Western Australia’s peak environment group has renewed its call for the McGowan Government, industry, and community to step up efforts towards the protection of native wildlife and endangered species following the release of the Auditor General’s report today.


Key findings in the Auditor’s Rich and Rare: Conservation of Threatened Species Follow Up Audit show that while there have been some recent improvements, there is a lot more work to do to protect WA’s unique wildlife and biodiversity.

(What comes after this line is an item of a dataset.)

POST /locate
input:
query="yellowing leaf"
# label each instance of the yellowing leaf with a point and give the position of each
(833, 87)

The report identifies a significant increase in the number of threatened species since the last audit in 2009, and reveals that many of the recovery plans for these species remain unfunded, and are not activated ‘because funding for action does not automatically or systematically follow when they are created’. Other concerns raised in the report include the lack of effective monitoring and reporting on the state of biodiversity.

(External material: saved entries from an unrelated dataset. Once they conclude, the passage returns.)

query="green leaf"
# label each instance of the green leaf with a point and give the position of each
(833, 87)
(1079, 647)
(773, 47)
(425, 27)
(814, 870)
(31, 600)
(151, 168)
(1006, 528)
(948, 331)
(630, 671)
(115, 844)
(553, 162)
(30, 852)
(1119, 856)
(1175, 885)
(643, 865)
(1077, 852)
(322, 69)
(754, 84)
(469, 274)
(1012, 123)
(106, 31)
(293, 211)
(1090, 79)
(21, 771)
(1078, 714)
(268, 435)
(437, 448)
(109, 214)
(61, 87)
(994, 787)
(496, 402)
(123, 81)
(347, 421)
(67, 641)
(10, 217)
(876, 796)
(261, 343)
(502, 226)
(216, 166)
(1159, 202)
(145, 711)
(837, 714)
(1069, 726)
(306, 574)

CCWA Director Piers Verstegen said the latest Auditor’s report is a wake-up call for the government, industry, and community that more needs to be done to protect our unique wildlife and biodiversity.

“We live in a global biodiversity hotspot – so named because of the incredible diversity of unique species – but also because of the serious threats to the survival of these species.

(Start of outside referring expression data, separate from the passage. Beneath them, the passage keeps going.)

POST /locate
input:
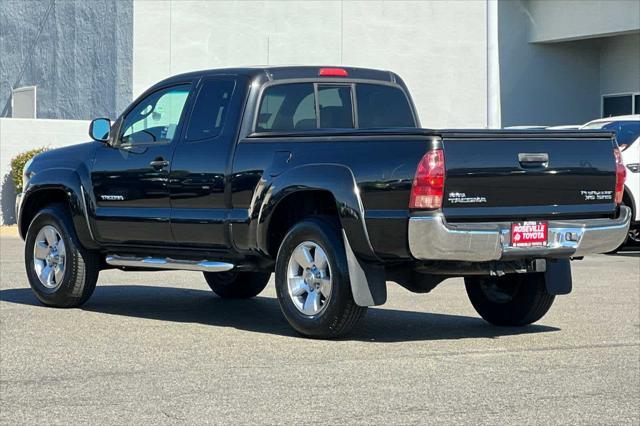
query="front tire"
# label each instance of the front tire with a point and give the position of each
(237, 285)
(510, 300)
(312, 281)
(61, 272)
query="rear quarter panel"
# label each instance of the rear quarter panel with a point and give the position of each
(383, 168)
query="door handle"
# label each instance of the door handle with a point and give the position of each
(159, 163)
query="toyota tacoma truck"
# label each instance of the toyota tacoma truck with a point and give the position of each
(324, 176)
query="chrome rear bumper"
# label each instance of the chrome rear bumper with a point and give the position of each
(432, 238)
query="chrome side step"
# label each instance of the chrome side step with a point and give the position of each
(162, 263)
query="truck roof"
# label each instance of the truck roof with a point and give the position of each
(283, 72)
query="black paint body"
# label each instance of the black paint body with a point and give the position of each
(217, 198)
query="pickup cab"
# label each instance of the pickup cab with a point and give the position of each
(324, 176)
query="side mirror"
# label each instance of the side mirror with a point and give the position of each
(99, 129)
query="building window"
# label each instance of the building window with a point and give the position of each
(23, 102)
(620, 104)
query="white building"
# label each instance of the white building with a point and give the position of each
(476, 63)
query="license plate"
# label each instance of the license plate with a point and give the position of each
(529, 234)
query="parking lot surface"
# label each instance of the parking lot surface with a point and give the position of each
(159, 347)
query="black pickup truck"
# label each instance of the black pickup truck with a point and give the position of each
(324, 176)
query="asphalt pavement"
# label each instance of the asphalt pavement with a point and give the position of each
(159, 347)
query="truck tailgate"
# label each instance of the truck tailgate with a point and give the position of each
(541, 174)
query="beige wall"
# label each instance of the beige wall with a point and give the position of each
(561, 20)
(439, 48)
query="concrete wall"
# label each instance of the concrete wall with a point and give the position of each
(20, 134)
(562, 20)
(78, 54)
(545, 84)
(620, 64)
(439, 48)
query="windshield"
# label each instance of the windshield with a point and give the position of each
(626, 131)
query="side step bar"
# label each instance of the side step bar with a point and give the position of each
(161, 263)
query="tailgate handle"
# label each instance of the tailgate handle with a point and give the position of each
(533, 159)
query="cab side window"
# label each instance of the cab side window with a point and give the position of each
(210, 110)
(287, 107)
(155, 119)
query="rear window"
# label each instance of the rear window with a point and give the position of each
(294, 107)
(336, 109)
(383, 106)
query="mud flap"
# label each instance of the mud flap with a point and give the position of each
(558, 276)
(368, 283)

“This is an important reminder from the Auditor General on the eve of the state budget, showing that there is a lot more work to do to protect our unique wildlife.

“The public release of the Biodiversity Audit II, which was suppressed under the previous government, is one important step towards improving publicly available reporting and monitoring information in line with the Auditor’s recommendations. Releasing this data is critical to building awareness and support in the community for wildlife protection, and we understand that the DBPA is currently considering how the information can be released.

“The lack of funding for recovery efforts for threatened species is also a serious concern, and on the eve of the state budget this is a timely reminder that adequate resources must be committed to wildlife protection.

“While funding is critical, many actions can be taken at no cost to Government.

“We know that the greatest threat to wildlife here in WA is loss of habitat through logging, clearing, burning, and the effects of climate change.

“Under the Barnett Government, native vegetation clearing regulations were weakened and increases to logging of native forest were approved.

“We are hopeful that the new McGowan Government will move to address these issues, including through protecting High Conservation Value forests, and transitioning the WA timber industry to sustainable farm forestry in line with commitments made by WA Labor before the election.

“The next decade will be critical to the survival of many unique species – both iconic animals such as the Carnaby’s Cockatoo and the Numbat, as well as lesser known but equally important wildlife that exists nowhere else on Earth. 

“Now is our chance to secure a future for our wildlife but we must take action now.”